Discuss specific themes that come out of two poems

Discuss specific themes that come out of two poems: rhyme, tone, lines, etc. Reader-response criticism:  Discuss how two poems made you feel.  What struck you about the poem?

Discuss specific themes that come out of two poems

Discuss specific themes that come out of two poems: rhyme, tone, lines, etc. Reader-response criticism:  Discuss how two poems made you feel.  What struck you about the poem?  Also, what made you happy, sad, despondent, angry or other?  What emotion did the poem invoke in you?

Learning Lab Tips on Critical Analysis — Poetry

What is poetry? How is it analyzed? What are the elements of poetry? Good questions! One good way to get started analyzing poetry is to go straight to the good, old Structure, Sound and Sense by Laurence Perrine, the purple-ish book usually assigned for English classes at MGCCC. Perrine’s table of contents lists the elements of poetry.

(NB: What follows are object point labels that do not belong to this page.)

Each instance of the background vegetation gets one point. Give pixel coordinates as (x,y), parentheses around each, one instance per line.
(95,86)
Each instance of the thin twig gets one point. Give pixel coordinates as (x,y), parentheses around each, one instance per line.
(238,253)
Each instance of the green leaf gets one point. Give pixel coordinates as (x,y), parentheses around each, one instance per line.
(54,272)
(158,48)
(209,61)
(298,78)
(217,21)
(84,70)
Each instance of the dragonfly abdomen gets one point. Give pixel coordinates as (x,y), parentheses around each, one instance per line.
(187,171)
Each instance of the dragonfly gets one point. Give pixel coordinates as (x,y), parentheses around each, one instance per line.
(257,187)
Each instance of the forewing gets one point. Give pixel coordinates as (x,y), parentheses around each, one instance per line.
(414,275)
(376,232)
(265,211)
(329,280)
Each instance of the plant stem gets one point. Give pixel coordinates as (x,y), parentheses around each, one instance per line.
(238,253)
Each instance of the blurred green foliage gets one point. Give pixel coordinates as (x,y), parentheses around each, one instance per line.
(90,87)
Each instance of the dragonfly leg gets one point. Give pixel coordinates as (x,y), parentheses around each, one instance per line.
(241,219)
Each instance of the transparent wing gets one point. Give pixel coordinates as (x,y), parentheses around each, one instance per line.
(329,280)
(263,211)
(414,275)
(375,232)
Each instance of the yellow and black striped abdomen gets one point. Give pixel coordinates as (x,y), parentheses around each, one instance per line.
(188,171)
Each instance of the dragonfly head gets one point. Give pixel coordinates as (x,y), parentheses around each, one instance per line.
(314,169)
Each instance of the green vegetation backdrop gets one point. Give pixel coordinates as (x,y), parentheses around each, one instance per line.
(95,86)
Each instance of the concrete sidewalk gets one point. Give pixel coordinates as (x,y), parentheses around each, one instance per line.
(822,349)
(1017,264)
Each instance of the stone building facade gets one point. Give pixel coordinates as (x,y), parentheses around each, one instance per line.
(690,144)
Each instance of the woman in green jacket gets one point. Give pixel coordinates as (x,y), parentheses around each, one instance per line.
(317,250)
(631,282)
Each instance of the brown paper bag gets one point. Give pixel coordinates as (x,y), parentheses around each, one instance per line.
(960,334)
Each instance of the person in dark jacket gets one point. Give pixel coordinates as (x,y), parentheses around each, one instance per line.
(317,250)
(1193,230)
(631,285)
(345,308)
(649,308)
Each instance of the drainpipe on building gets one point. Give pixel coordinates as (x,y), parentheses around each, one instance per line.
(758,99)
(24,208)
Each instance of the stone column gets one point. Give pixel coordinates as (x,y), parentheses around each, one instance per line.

It divides the elements into chapters–one chapter on imagery, one on metaphor and symbolism, et cetera. It also includes poems in each chapter which represent uses of the poetic elements the chapter discusses.

Read through these chapters–use them as reference tools–for further, more detailed discussion of the elements of poetry. However, the Writing Lab instructors decided it wouldn’t hurt to write up a supplement to Perrine’s book. This supplement will discuss the same information as Structure, Sound and Sense, but it will take up less space. A further advantage is that it will discuss the same ideas in clearer, simpler language. Pleas note that this handout discusses the basics of poetry; there is much more to know about it than there is room to discuss here.